A military historian, Keegan presents a narrative of the military conflict, assailing the incompetence and ineptitude of the generals.

World War I: The Definitive Visual History by R.G. Grant (DK, 2014).
With illustrated timelines, detailed maps and personal accounts, this book was written by a historian and created by the publisher’s editorial and design team to chart the developments of the war from a global perspective.

Specialty Books

 

Brothers and Strangers: The East European Jew in German and German-Jewish Consciousness by Steven Aschheim (University of Wisconsin Press, 1982, Revised 1999)
Traces the history of German-Jewish attitudes and stereotypical images toward Eastern European Jews and their consequences over the years.

The First World War in the Middle East by Kristian Coates Ulrichsen (Hurst, 2014)
A military and social history of the clash of empires in the Dardanelles, Egypt, Palestine, Mesopotamia, Persia and the Caucasus.

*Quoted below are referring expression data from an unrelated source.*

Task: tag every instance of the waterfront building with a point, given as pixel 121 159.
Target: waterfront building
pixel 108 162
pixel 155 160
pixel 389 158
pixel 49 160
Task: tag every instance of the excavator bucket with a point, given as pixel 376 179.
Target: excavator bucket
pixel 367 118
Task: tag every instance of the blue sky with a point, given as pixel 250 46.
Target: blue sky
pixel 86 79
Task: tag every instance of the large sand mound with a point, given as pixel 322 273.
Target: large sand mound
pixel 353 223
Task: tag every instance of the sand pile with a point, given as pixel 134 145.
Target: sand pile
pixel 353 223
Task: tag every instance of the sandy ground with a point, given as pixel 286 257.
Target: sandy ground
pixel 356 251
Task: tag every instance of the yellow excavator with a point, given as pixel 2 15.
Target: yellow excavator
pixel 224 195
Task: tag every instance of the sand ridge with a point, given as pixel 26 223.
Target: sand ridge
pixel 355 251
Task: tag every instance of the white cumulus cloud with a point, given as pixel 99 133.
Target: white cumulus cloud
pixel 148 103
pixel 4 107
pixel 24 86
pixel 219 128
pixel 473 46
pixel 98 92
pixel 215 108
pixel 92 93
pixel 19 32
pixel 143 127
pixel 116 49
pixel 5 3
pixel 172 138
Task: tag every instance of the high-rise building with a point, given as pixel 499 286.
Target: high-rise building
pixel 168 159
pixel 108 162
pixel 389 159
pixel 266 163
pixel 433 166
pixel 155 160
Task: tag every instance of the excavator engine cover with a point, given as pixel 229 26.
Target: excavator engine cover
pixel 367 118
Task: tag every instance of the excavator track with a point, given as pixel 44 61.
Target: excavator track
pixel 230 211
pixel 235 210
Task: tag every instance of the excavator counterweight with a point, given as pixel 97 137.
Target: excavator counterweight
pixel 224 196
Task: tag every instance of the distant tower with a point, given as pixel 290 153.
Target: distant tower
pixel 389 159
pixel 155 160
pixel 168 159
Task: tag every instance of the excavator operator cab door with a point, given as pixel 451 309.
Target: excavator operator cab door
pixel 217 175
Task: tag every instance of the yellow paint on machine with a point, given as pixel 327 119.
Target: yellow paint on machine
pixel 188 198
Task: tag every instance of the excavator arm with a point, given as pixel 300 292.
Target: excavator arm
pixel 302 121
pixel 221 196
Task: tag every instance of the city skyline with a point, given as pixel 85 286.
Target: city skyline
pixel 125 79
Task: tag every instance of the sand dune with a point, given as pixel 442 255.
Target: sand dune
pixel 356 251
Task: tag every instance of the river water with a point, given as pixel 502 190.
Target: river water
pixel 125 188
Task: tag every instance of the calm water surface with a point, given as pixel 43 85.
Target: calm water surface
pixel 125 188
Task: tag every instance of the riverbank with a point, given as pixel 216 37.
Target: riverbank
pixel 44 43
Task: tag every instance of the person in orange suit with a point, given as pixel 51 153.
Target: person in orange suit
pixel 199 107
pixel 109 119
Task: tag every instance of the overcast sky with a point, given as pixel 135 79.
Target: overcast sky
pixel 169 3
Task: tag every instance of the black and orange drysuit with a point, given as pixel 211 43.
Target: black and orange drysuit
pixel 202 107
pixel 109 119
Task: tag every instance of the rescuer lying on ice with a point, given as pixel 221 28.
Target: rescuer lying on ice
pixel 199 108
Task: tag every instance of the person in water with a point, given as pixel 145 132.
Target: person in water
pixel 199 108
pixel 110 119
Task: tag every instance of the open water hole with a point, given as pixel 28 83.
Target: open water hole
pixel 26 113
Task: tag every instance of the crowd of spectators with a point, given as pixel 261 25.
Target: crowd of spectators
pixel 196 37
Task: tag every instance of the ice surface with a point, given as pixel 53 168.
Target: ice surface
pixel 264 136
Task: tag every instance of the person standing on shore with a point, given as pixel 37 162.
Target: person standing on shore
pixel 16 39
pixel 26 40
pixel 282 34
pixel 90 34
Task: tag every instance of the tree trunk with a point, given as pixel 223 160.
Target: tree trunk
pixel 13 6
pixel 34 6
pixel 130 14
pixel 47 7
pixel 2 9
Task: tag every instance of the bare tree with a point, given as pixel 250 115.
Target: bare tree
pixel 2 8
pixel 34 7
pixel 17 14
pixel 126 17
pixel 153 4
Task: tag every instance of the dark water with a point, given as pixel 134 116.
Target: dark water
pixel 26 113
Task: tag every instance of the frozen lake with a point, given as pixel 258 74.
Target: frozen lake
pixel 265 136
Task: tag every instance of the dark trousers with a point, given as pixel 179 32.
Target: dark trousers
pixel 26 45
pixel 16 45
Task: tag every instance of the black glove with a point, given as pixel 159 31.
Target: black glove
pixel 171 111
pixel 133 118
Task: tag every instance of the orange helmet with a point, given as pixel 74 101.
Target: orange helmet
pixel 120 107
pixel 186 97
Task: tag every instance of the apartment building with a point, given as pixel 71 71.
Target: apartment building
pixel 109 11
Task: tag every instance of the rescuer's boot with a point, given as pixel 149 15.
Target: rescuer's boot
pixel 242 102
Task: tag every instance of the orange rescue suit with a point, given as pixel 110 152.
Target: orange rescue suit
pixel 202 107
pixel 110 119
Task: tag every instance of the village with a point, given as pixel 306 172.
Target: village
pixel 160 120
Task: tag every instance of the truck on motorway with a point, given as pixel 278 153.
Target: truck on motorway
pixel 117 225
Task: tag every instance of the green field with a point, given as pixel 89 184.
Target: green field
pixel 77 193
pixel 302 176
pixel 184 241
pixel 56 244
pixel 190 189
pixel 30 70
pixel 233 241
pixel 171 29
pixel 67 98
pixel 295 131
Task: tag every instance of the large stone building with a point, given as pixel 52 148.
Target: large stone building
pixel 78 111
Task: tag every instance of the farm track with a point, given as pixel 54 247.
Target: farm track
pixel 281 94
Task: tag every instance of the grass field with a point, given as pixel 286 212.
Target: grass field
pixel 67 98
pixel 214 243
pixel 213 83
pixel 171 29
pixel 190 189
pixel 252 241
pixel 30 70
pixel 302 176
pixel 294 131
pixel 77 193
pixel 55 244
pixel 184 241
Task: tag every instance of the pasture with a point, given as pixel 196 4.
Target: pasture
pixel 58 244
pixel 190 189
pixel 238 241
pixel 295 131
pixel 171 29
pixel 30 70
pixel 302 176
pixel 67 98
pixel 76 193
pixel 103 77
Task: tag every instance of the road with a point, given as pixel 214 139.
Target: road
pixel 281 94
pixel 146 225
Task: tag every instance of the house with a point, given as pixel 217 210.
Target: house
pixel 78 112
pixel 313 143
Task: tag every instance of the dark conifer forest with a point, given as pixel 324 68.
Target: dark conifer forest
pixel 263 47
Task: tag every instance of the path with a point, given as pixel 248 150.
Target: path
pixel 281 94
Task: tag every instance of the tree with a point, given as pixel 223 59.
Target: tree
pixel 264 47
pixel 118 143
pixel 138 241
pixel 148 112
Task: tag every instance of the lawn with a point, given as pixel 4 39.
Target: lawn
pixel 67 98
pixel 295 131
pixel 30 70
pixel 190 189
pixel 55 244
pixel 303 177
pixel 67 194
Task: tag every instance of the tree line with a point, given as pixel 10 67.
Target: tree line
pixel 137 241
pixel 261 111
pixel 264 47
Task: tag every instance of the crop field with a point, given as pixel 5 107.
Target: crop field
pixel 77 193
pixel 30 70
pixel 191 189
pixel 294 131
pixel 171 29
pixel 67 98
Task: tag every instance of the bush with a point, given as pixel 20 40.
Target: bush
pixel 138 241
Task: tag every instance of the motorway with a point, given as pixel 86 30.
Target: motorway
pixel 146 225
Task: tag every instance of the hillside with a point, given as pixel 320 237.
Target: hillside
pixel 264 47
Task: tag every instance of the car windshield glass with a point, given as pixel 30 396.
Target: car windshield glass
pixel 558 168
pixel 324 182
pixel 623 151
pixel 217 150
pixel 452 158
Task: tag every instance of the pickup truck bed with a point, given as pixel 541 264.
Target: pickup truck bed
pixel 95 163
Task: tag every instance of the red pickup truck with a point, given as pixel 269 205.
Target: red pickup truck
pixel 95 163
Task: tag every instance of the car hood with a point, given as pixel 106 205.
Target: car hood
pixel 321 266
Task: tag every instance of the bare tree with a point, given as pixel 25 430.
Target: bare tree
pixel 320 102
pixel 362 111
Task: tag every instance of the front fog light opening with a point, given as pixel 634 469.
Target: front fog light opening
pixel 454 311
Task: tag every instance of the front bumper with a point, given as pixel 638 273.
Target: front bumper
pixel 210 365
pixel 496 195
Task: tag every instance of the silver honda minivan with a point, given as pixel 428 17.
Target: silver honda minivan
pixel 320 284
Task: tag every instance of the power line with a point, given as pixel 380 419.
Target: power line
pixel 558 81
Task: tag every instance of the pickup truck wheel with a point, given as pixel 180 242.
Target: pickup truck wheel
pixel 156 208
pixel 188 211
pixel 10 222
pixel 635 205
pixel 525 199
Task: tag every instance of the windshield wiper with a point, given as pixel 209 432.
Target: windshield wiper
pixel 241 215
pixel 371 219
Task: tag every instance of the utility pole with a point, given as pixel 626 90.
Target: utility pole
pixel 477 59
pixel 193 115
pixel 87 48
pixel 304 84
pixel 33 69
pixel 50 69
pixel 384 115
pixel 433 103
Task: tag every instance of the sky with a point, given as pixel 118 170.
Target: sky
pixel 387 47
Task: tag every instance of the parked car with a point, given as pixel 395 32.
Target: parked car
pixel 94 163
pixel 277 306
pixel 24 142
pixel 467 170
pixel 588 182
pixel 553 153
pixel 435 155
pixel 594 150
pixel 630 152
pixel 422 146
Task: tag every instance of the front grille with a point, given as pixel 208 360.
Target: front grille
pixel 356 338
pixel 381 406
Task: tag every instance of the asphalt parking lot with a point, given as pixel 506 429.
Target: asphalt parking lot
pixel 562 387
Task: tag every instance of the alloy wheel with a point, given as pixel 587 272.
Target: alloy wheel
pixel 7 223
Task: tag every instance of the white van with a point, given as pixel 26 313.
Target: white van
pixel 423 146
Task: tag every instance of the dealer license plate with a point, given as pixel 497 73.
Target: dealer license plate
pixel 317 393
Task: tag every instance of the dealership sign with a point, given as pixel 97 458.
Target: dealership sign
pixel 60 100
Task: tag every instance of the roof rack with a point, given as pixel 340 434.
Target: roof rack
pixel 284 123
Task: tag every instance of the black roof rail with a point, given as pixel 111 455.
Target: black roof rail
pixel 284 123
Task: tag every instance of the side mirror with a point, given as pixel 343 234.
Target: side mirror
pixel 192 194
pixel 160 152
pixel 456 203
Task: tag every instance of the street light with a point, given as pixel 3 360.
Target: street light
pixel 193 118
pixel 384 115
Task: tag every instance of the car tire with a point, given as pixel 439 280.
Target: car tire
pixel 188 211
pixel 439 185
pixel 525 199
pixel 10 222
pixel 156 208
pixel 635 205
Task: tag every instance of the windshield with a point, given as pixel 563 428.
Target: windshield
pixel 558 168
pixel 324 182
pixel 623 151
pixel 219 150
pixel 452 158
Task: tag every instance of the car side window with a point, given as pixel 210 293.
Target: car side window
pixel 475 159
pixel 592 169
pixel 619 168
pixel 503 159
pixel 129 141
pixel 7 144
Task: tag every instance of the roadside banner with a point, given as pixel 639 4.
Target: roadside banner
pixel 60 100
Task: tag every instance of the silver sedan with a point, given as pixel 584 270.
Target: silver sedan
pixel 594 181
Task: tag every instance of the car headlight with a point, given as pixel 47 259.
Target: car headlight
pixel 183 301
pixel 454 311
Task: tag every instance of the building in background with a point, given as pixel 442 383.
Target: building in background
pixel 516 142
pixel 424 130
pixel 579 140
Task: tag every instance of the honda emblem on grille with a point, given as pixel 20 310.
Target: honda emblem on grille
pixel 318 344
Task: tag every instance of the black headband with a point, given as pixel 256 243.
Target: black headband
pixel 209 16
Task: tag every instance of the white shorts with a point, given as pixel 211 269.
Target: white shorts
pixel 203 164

The Russian Origins of the First World War by Sean McMeekin (Penguin, 2011)
Maintains it was a war Russia wanted as a bid for control of the Balkans and Near East.

Ring of Steel: Germany and Austria-Hungary in World War I by Alexander Watson (Basic Books, Oct. 2014).
Retells the war from the perspectives of the instigators and losers, of their leaders and the people, and how the war shattered states and left a poisonous legacy of suffering, race hatred and violence.

Dark Invasion: 1915: Germany’s Secret War and the Hunt for the First Terrorist Cell in America by Howard Blum  (Harper, 2014).
True-life tale of German espionage in U.S. and the NYPD inspector who helped uncover the plot.

The Long Shadow: The Legacies of the Great War in the Twentieth Century by David Reynolds (W.W. Norton, 2014).
Assesses the political, economic and social impact of the war by examining politics, diplomacy, economics, art and literature.

Fear: A Novel of World War I by Gabriel Chevallier (New York Review, 2014).
First published in French in 1930, now translated into English, this has been described as a savagely frank, terrifying novel-memoir.

The Great War and the Origins of Humanitarianism, 1918-1924 by Bruno Cabanes (Cambridge University Press, 2014).
Discusses how a new humanitarian front was born from total war.

The Great War at Sea by Lawrence Sondhaus (Cambridge University Press, 2014).
A major new naval history revealing the decisive contribution of the war at sea to Allied victory.

The Cambridge History of the First World War edited by Jay Winter (Cambridge University Press, 2014)
Three volumes: 1) Global War, covering military history; 2) Political history and how different political systems responded; 3) Civil Society, covering social and cultural history, shifts in gender roles, refugees, minorities, religious beliefs, etc.